A couple of weeks ago I asked the author about what she was reading. Kushner's reply:
Here’s my idea of heaven: a cabin in the woods, pine-scented wind, a lake full of sky. Time dissolved and I can read uninterrupted!Visit Dale Kushner's website and blog.
For now, I’ve just finished Alexander Chee’s Edinburgh. Chee is a writer who knows about the sacred, about moments of love and beauty that save us from being swallowed by a dark cosmos. In prose both muscular and hauntingly lyrical, Chee reveals the story of Fee, a sensitive Korean-American boy growing up in small town Maine. Early on, Fee is told a family legend by his Korean grandfather: they are descended from The Lady Tammamo, a demon fox spirit who assumed the form of a beautiful woman to marry a human—a shape-shifter. Fee embraces the legend, and Chee astutely weaves the image of the fox into his narrative to underscore the mythic quality of Fee’s life.
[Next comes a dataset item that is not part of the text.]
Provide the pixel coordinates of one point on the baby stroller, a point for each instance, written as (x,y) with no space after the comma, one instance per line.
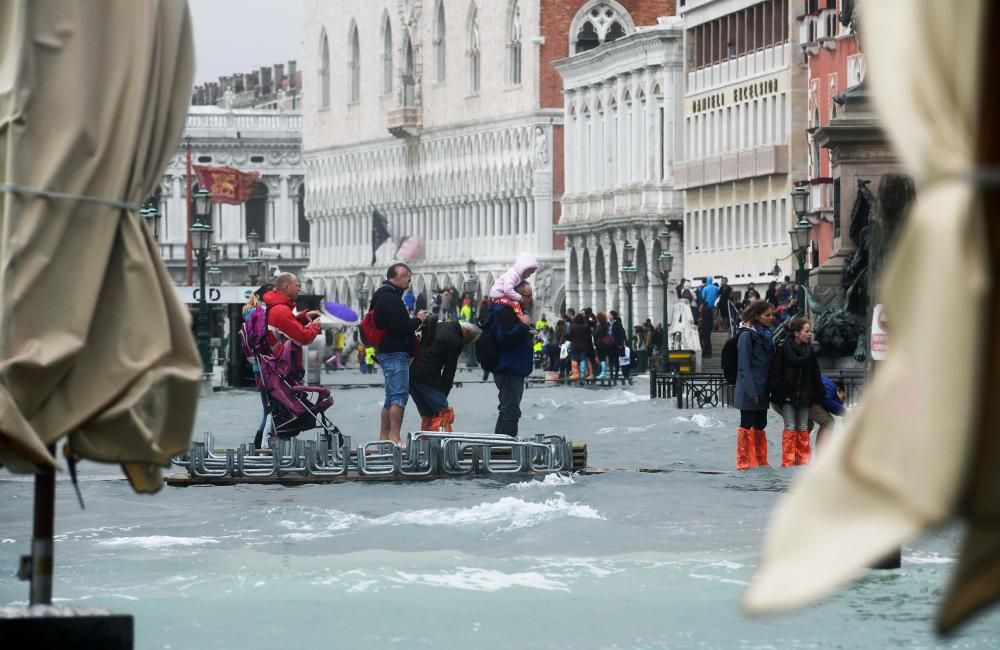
(294,407)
The fox represents a touchstone for Fee’s sense of otherness as a soulful gay man of mixed descent and the blaze of passion that will dominate his life.
There is plenty of suffering in this book—pedophilia, AIDs, suicide—but these scourges are counterbalanced by moments of great tenderness and compassion for our vulnerable human souls.
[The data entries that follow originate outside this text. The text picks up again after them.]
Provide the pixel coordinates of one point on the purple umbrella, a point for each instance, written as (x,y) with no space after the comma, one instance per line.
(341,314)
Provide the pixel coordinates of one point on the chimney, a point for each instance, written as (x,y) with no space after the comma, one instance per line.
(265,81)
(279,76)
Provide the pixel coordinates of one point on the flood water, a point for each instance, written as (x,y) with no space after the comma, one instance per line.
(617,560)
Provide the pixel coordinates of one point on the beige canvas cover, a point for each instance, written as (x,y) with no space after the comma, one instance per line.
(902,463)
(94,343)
Since I like to read widely, I’m halfway through two other books. One is a compilation of essays by Adrienne Rich: A Human Eye: Essays on Art in Society, 1997-2008. Rich’s book includes pieces on writers who, sadly, have almost faded from our literary consciousness including Muriel Rukeyser, James Baldwin, Denise Levertov and Amiri Baraka among others. Rich has always been interested in the intersection of the artist with social change and in this book she brings to the page her usual eloquent intelligence and empathic vision. In writing about the poems of Thomas Avena, she states what I take to be her own credo “… art’s critical resilience wherever human extremity seems to have crushed all responses…art is the projection of that in us which does go on responding, and also that to which our sealed consciousness opens in response.”
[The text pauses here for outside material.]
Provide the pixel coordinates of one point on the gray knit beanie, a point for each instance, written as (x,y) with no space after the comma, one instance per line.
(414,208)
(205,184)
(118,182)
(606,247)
The second book I have open is a scholarly work to be read slowly. The Ability to Mourn: Disillusionment and the Social Origins of Psychoanalysis by Peter Homans, which takes up the issue of cultural renewal. I’m looking to Homans to help me understand what undergrids our current zeitgeist of anxiety and despair besides the obvious economic and political woes. Homans writes with homage and discernment about the origins of psychoanalysis, about Freud and his theory of culture, about Jung, Otto Rank, and Ernest Jones and their relationship to the great man and his Movement. But what I’m most interested in is the section called “Mourning, Individuation, and the Creation of Meaning in Today’s Psychological Society.” It seems, as Freud said in one of his lectures, we suffer from reminiscences, stuck in a past we haven’t fully mourned and searching for ways to regenerate our future.
Next in line to read are the following: The King in The Tree by Steven Millhauser; Until the Dawn’s Light by Aharon Appelfeld; Madness, Rack, and Honey by Mary Ruefle.